Advanced
YOLO & COCO export
Generate annotated bounding-box datasets for ML training.
toYoloDataset() and toCocoDataset() transform a Sone metadata tree into a YOLO or COCO bounding-box dataset. This is built for one specific use case: programmatically generating large amounts of synthetic, perfectly-annotated documents to train Document Layout Analysis (DLA) or OCR models.
Tag your nodes
Annotation comes from .tag(). Tags become class names in the dataset:
Column(
Text("Acme Inc.").tag("brand"),
Row(
Text("Invoice #1024").tag("invoice-number"),
Text("Due 2026-05-01").tag("due-date"),
),
Table(...).tag("line-items"),
)YOLO export
import { sone, toYoloDataset } from "sone";
const { metadata } = await sone(invoice).canvasWithMetadata();
const ds = toYoloDataset(metadata, {
granularity: "segment", // "segment" | "line" | "block" | "node"

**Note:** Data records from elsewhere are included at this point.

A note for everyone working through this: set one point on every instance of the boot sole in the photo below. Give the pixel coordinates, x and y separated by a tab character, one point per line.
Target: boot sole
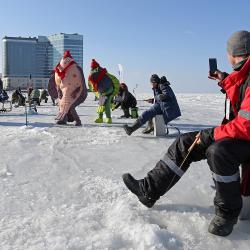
127	179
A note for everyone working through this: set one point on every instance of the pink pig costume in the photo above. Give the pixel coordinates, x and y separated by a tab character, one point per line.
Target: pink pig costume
68	84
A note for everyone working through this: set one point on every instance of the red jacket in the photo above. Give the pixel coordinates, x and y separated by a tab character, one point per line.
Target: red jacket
239	127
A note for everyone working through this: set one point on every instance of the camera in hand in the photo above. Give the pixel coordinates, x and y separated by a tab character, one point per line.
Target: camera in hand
212	65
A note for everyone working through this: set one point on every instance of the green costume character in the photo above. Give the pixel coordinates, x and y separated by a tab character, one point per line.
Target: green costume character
106	86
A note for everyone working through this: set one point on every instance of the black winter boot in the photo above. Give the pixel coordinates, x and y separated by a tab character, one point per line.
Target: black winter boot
149	128
129	130
135	187
126	113
221	226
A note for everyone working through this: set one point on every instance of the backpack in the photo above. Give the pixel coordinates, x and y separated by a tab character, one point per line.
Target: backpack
116	83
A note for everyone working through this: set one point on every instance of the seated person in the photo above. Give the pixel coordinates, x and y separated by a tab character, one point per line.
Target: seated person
124	99
165	104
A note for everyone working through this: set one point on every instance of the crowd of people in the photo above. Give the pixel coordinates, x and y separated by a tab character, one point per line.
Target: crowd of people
225	147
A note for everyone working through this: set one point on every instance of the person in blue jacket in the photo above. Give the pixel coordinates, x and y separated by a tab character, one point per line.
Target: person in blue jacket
165	104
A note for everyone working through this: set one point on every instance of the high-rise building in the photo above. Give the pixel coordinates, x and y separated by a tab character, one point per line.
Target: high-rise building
62	42
29	61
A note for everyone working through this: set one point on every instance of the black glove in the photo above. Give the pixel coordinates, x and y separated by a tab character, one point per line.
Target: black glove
207	137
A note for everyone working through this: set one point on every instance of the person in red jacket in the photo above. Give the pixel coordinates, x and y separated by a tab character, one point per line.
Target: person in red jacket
225	147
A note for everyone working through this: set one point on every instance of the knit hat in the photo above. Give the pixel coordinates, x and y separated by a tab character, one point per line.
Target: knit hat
94	64
155	79
164	80
239	43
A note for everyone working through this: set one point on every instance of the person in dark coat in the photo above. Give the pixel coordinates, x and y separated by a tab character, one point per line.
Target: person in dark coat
44	95
225	147
165	104
124	99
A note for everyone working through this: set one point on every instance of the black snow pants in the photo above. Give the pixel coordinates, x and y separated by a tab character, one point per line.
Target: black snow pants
224	158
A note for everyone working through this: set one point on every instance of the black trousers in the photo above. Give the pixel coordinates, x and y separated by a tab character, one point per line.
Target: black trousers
224	158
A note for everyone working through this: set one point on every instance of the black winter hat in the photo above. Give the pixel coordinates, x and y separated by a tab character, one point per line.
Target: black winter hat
164	80
239	43
155	79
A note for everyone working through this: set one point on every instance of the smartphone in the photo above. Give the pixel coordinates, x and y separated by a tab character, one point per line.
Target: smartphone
212	65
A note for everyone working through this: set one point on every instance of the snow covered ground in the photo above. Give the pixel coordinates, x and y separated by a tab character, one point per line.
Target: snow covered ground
61	187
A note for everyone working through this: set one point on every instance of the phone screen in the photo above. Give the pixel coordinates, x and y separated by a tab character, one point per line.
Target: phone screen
212	65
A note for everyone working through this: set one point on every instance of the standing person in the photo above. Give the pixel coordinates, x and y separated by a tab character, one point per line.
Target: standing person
43	95
1	85
34	96
71	89
126	100
107	86
225	147
165	104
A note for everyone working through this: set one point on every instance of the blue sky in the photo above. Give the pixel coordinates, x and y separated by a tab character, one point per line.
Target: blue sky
173	38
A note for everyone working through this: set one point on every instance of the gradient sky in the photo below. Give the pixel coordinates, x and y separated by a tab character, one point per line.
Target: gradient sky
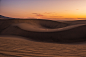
49	9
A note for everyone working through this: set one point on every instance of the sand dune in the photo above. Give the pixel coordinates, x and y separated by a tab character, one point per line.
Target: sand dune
42	38
45	30
14	46
74	33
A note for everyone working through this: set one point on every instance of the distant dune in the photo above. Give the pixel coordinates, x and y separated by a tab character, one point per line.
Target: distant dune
45	30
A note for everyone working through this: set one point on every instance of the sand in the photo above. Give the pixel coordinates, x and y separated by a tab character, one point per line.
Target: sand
19	46
16	35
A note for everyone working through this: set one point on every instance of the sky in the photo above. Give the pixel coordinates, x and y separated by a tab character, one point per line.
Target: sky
45	9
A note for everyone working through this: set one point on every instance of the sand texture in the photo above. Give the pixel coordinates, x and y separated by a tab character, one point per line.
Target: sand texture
42	38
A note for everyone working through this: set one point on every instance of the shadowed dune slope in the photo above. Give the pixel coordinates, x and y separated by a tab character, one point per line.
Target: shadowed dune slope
76	34
4	23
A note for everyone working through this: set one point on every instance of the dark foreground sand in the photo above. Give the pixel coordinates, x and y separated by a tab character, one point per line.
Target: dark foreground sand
18	46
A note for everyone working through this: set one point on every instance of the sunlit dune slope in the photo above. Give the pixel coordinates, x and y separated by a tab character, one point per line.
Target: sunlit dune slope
76	22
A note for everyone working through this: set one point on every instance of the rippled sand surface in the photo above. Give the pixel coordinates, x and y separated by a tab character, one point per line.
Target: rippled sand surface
21	47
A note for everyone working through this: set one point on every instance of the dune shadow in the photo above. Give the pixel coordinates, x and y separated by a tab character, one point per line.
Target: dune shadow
65	35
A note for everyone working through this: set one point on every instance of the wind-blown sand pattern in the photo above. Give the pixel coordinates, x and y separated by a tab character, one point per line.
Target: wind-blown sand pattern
18	41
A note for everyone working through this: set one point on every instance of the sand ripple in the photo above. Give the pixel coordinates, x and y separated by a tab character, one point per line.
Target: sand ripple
20	47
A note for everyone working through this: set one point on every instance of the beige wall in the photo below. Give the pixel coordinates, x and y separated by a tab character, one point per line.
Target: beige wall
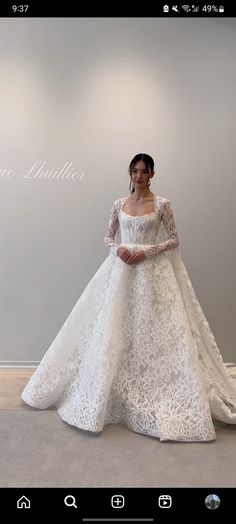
95	92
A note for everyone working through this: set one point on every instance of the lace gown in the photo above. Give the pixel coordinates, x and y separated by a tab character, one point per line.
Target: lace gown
136	348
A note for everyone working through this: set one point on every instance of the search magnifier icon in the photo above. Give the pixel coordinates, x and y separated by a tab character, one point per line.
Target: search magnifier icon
70	501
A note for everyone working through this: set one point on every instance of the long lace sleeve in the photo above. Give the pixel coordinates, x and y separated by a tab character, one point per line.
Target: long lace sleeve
109	238
169	223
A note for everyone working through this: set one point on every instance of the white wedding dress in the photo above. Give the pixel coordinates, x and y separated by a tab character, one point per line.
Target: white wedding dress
136	348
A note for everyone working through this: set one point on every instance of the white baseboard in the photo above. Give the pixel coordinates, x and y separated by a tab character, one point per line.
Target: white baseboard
19	363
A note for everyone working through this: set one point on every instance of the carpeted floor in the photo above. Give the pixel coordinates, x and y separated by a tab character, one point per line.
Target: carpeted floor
39	449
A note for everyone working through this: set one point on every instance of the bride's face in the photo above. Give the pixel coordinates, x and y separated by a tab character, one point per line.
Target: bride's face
140	174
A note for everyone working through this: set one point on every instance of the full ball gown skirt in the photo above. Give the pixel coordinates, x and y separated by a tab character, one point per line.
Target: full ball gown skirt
136	348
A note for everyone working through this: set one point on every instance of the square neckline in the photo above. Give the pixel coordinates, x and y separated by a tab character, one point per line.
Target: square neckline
138	216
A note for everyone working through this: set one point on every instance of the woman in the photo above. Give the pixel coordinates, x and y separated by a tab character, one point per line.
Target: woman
136	348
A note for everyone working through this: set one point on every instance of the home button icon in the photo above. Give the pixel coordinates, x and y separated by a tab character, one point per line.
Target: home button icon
23	503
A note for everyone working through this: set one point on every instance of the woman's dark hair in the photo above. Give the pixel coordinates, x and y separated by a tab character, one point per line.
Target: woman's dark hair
148	161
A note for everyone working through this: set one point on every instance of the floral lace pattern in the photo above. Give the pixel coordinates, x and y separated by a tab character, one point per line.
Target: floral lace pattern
136	347
131	230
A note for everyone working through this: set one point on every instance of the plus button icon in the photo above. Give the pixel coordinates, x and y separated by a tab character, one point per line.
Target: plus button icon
118	501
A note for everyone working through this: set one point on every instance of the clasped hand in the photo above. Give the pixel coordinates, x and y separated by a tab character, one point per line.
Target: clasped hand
128	257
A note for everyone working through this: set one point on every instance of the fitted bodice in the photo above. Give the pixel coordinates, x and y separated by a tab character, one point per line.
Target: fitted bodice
141	229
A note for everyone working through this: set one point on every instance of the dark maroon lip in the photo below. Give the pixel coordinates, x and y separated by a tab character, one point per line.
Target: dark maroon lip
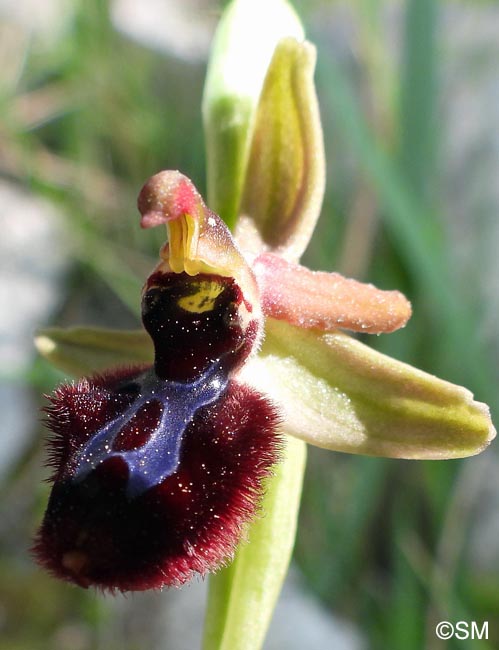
157	470
98	533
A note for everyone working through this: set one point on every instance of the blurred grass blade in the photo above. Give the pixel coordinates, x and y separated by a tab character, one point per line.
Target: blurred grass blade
418	98
418	237
243	595
339	394
85	350
247	35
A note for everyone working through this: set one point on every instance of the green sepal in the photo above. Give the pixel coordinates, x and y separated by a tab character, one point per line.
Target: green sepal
84	350
339	394
243	595
285	179
246	37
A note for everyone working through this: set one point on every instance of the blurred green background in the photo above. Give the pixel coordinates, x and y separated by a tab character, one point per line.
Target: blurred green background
95	97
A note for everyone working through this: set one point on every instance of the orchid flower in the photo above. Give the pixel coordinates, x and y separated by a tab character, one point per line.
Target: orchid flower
189	456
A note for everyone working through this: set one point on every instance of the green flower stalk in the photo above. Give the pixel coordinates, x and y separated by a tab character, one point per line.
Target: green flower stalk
250	360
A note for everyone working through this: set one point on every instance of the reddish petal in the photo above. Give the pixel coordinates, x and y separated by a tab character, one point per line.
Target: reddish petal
327	301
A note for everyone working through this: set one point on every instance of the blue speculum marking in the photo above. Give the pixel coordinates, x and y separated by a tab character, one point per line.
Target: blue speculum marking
159	457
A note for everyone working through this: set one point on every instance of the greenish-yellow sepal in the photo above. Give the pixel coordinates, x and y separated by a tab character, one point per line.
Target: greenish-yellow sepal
339	394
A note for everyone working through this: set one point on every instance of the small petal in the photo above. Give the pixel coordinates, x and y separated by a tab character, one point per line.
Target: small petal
340	394
244	43
84	350
326	300
286	170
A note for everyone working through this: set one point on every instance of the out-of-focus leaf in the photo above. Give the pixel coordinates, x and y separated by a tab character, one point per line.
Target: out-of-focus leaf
85	350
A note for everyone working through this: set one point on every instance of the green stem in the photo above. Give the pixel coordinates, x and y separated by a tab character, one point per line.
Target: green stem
242	596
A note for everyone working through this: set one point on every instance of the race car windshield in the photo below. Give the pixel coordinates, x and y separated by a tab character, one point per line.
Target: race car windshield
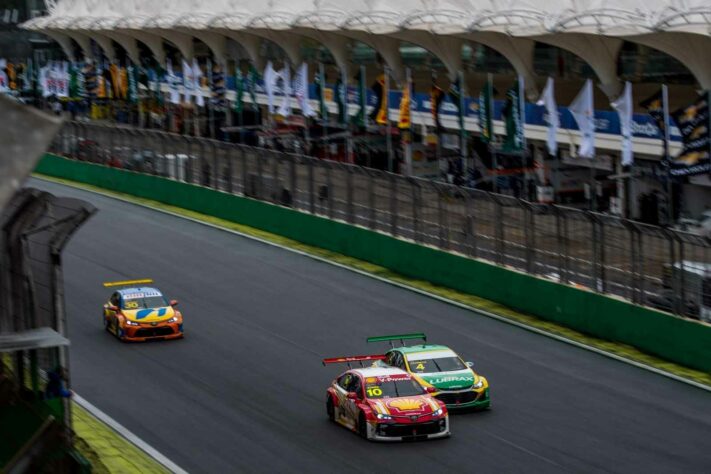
394	388
146	302
442	364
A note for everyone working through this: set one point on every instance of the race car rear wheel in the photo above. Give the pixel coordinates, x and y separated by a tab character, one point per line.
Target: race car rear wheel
330	410
362	426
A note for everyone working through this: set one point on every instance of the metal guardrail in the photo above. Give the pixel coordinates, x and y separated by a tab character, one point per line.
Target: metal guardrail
648	265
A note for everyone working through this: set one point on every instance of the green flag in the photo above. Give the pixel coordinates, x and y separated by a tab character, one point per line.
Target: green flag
485	113
239	91
320	83
512	117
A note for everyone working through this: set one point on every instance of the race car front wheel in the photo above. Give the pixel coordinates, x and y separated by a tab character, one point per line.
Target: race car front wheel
330	411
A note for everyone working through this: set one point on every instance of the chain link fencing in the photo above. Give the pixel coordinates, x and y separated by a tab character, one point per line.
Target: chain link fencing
648	265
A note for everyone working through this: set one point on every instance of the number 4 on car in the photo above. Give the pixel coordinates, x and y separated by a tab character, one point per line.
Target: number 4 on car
440	369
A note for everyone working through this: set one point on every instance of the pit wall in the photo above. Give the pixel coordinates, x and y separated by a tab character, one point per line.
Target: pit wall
678	340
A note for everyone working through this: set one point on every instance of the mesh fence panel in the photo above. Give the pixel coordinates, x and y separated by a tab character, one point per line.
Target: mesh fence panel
646	264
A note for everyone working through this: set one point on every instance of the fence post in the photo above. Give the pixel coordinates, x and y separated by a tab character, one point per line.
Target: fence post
499	225
349	195
329	188
216	168
245	174
260	176
393	204
371	203
416	233
293	179
470	222
229	156
441	217
603	256
529	234
276	193
312	192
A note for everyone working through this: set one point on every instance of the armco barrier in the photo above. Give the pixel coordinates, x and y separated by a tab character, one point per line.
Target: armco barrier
675	339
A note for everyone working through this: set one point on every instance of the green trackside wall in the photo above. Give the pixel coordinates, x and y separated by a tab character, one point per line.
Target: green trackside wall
678	340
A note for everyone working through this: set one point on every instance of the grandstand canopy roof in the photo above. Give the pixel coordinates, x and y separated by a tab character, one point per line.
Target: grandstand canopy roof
680	28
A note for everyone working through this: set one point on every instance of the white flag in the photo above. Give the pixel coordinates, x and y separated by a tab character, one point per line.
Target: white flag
172	83
270	78
584	115
285	107
548	100
197	84
188	81
623	106
4	82
301	91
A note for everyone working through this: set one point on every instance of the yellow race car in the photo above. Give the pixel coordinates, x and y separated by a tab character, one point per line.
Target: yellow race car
141	313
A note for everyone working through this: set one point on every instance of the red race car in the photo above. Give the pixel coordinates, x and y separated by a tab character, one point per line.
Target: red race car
384	403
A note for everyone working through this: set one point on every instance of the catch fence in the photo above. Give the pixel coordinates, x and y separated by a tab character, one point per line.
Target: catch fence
649	265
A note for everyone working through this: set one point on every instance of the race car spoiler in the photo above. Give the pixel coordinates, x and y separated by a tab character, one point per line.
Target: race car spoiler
110	284
398	337
351	359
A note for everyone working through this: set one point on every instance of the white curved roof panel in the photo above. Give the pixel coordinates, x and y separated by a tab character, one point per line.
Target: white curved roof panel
442	17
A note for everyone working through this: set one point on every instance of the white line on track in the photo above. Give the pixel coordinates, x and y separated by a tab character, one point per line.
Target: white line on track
128	435
482	312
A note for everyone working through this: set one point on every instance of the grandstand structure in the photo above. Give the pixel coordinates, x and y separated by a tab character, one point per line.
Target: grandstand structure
648	42
593	30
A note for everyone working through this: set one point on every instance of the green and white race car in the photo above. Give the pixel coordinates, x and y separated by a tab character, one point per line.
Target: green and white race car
440	370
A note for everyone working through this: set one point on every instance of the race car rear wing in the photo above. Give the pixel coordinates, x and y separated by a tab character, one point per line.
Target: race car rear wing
351	359
398	337
110	284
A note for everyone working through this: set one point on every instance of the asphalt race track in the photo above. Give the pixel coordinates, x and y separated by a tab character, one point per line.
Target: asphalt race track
245	390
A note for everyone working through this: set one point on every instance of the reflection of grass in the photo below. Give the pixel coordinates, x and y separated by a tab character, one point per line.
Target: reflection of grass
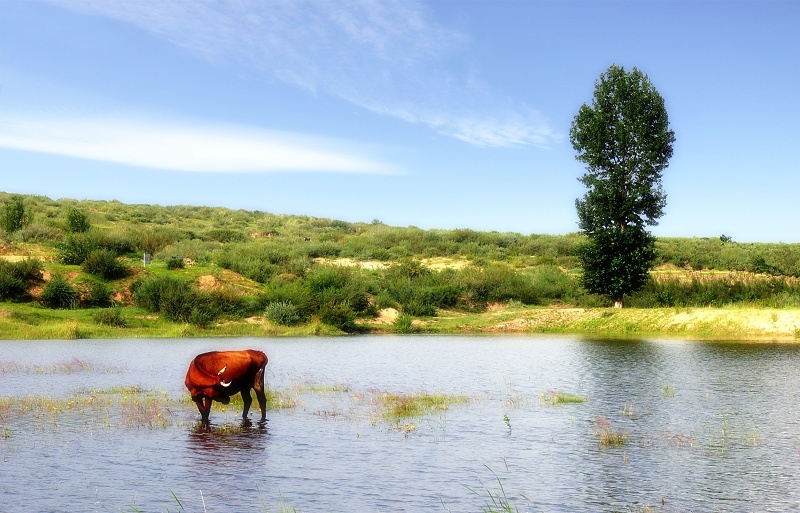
408	405
72	366
276	400
607	434
322	388
555	397
498	501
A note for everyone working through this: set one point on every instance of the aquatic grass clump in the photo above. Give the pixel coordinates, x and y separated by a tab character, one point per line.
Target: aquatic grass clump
276	400
497	502
400	406
554	397
72	366
607	434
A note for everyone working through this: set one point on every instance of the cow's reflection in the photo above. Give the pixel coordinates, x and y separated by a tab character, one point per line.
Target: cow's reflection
231	438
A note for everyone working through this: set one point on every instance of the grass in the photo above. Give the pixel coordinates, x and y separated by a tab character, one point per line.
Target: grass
608	435
497	502
555	397
441	281
401	406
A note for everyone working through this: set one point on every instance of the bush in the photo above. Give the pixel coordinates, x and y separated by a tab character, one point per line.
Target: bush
404	323
98	295
77	222
338	315
104	263
77	247
283	313
224	235
175	263
37	232
11	287
110	317
13	216
59	293
149	293
175	299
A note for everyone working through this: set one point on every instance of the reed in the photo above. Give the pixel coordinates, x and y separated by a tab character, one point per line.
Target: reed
555	397
607	434
399	406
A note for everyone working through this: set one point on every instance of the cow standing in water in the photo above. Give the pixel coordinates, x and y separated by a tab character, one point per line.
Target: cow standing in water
218	375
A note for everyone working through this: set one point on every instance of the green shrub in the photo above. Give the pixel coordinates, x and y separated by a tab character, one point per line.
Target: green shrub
283	313
11	287
28	269
175	263
293	292
77	247
13	216
77	222
110	317
338	315
224	235
104	264
37	232
175	299
98	295
59	293
404	323
149	293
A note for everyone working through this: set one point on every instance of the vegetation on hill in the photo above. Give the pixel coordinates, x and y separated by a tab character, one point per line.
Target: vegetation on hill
80	263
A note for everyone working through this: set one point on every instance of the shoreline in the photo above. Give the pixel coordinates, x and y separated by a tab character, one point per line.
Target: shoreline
25	322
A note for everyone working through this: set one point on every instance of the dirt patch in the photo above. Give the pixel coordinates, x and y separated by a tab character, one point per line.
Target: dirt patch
208	282
349	262
386	316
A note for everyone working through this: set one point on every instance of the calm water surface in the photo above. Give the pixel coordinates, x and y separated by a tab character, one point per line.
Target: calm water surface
706	426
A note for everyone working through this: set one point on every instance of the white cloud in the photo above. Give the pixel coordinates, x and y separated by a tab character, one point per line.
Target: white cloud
184	147
387	56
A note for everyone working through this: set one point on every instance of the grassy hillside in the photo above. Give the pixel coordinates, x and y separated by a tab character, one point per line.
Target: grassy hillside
75	269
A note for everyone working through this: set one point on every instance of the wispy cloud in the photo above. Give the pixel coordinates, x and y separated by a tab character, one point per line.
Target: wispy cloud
388	56
156	144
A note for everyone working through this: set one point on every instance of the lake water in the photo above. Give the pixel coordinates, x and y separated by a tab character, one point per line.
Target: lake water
102	425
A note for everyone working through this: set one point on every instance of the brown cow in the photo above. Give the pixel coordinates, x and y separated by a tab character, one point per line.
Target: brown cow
218	375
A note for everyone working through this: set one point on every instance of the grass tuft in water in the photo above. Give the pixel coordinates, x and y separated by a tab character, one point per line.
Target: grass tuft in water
400	406
497	502
607	434
555	397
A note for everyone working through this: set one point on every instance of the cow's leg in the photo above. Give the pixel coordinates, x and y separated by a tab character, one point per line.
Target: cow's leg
247	400
258	386
204	405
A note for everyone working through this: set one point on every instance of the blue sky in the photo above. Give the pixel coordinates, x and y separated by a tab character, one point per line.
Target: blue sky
451	114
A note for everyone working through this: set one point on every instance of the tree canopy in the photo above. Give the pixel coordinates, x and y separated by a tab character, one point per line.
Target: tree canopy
624	140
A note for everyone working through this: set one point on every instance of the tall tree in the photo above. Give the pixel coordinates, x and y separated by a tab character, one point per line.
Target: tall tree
624	140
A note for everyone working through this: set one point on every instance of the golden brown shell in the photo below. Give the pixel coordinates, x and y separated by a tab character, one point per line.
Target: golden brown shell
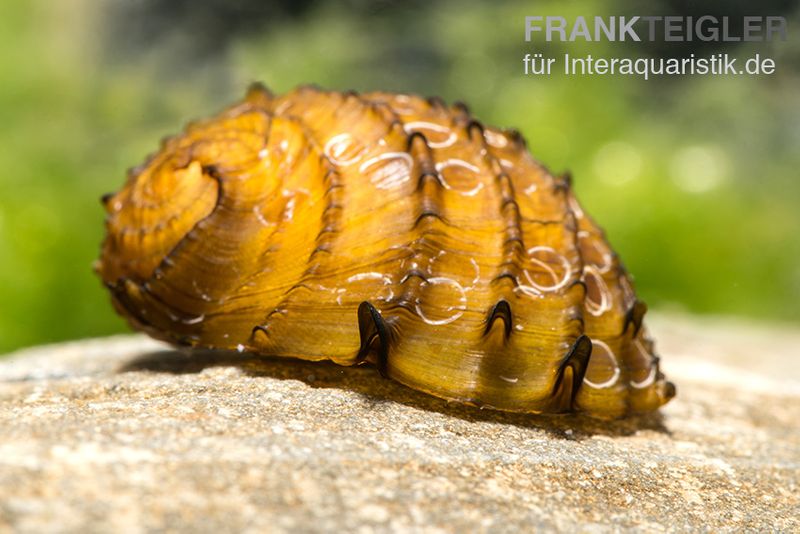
384	228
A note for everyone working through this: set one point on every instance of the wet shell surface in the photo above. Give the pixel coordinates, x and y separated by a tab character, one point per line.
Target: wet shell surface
382	228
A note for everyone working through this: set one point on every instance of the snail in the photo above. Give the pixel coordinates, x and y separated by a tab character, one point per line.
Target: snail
381	228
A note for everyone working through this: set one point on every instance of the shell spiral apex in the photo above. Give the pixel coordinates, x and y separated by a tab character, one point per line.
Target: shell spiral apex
385	228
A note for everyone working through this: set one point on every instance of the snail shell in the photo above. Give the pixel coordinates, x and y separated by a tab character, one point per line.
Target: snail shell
385	228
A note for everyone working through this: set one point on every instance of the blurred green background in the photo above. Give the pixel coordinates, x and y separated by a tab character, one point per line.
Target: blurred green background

include: ["text", "photo"], // which node types to include
catchAllClass: "content", // class for untagged nodes (null = skip)
});
ds.classes // Map<string, number> e.g. { "brand": 0, "due-date": 1, ... }
ds.boxes // YoloBox[]
ds.imageWidth
ds.imageHeight
ds.toTxt() // YOLO .txt format ("classId cx cy w h" per line, normalized 0–1)
ds.toJSON() // structured JSONCOCO export
import { toCocoDataset } from "sone";
const ds = toCocoDataset(metadata, {
granularity: "line",
include: ["text", "photo"],
catchAllClass: "content",
fileName: "invoice-001.jpg",
imageId: 1,
supercategory: "document",
});
await fs.writeFile(
"annotations.json",
JSON.stringify(ds.toJSON(), null, 2),
);Granularity
Controls what counts as a "box" for text nodes:
| Value | Emits | Tag source |
|---|---|---|
"segment" | One box per styled run | Span.tag() → Text.tag() → catch-all |
"line" | Union of segments per line | Text.tag() → catch-all |
"block" | Union of lines per paragraph | Text.tag() → catch-all |
"node" | Full node bbox | node.tag() → catch-all |
Non-text nodes always emit at node-level regardless of granularity.
Workflow
- Build a Sone document with
.tag()on every region you want labeled. - Render to PNG/JPG and save the image.
- Capture metadata from the same render with
canvasWithMetadata(). - Pass the metadata to
toYoloDataset()ortoCocoDataset(). - Write the annotation file alongside the image.
Repeat with randomized content to generate the dataset.